A recent large retrospective study of 622 patients under the age of 12 years seen at a large urban children's hospital for sexual abuse evaluation showed lower incidences of both of these organisms.8 Cases were analyzed for a chief complaint of abuse or vaginal discharge, and for history of either discharge or genital contact. All children had vaginal cultures for N gonorrhoeae and C trachomatis. Vaginal gonorrhea was found in 3.5% and chlamydial infections in 1.3% of the total cases. Of the 22 children with gonorrhea, 21 were seen for a chief complaint of vaginitis and not for sexual abuse.
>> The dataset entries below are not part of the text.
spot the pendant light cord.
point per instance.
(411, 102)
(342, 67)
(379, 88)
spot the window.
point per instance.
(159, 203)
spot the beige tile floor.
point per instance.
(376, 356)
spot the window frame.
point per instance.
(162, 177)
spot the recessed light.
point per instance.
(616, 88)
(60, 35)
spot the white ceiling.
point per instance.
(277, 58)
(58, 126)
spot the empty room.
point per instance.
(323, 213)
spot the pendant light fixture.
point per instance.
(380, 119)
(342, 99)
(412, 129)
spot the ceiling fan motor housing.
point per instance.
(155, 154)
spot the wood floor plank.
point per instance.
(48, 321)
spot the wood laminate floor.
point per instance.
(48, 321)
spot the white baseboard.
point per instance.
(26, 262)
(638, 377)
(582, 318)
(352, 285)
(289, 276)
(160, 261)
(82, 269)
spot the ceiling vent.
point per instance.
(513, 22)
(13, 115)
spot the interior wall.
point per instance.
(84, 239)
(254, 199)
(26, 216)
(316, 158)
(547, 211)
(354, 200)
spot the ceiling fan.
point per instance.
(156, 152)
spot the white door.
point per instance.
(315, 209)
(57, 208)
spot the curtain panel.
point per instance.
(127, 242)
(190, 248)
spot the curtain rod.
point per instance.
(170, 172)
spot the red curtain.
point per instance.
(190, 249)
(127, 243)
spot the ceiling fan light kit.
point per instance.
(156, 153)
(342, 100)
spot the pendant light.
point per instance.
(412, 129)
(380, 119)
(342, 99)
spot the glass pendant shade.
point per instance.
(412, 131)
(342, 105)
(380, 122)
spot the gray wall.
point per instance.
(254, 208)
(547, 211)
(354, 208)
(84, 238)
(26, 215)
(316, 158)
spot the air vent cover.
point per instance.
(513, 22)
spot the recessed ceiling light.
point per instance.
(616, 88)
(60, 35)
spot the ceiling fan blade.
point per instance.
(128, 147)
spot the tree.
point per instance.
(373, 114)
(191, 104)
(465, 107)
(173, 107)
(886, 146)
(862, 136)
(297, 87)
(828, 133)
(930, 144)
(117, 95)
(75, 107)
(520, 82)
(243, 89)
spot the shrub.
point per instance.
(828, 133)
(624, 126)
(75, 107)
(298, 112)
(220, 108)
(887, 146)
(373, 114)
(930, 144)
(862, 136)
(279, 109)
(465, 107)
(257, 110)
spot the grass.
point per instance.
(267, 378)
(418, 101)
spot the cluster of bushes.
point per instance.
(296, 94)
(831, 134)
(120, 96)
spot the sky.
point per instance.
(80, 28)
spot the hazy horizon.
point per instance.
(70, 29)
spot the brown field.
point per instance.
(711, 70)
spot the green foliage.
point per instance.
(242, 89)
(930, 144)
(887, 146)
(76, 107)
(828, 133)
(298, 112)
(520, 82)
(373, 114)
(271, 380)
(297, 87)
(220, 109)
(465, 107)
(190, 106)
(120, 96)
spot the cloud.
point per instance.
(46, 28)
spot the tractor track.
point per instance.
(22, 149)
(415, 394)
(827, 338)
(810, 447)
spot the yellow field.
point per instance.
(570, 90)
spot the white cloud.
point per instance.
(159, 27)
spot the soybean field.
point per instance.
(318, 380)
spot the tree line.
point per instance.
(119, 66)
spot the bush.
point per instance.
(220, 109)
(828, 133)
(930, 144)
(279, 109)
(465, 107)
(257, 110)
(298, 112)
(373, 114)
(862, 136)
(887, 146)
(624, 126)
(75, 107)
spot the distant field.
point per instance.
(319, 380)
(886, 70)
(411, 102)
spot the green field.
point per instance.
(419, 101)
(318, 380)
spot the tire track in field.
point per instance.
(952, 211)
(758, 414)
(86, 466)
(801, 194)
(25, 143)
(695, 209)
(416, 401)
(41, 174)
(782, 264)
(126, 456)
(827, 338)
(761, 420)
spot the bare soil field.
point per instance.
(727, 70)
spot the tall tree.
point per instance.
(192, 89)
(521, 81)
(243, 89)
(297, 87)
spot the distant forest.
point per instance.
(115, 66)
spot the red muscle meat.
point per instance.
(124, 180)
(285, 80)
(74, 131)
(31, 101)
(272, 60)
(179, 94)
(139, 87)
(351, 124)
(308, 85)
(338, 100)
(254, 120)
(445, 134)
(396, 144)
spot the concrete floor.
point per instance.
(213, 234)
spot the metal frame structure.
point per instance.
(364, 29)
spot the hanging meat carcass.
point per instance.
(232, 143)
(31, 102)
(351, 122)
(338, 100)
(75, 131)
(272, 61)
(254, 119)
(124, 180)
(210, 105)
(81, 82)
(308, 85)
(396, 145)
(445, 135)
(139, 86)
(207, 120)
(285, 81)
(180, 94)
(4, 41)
When sexual abuse was the chief complaint, the incidence of gonorrhea was 0.2% and the incidence of Chlamydia was 1.3%. This emphasizes that prepubertal children with a vaginal discharge should have a careful history and physical examination to exclude the diagnosis of sexual abuse.

A recent large prospective study in which 1538 children ages I to 12 years were evaluated for sexual abuse revealed an incidence of 1.2% for C trachomatis and 2.8% for N gonorrhoeae (vaginal/urethral 2.6%, anal 1.8%, and oral 0.14%).9 In this study, 15% of genital gonorrhea and 65% of chlamydial infections were asymptomatic.

Most chlamydial vaginal infections are asymptomatic, but several authors have reported asymptomatic gonorrheal infections of the vagina as well.4,10 The need for culturing asymptomatic children evaluated for sexual abuse with no known exposure to an individual with an STD remains controversial. Most clinicians forego cultures in this population if the history, interview of the verbal child, and physical examination indicate that STD is unlikely. The prevalence of STD in the community of the child is another important consideration when deciding whether to culture for STD in children.

GARDNERELLA VAGINALIS

Bacterial vaginosis is a polymicrobial infection in which Gardnerella vaginalis acts synergistically with other anaerobes in the vaginal flora. It is a clinical diagnosis that is confirmed by the presence of a thin vaginal discharge, clue cells on microscopic examination of the discharge, a pH of greater than 4.5, and a positive "whiff test* (the development of a fishy odor after the addition of 10% potassium hydroxide to the discharge).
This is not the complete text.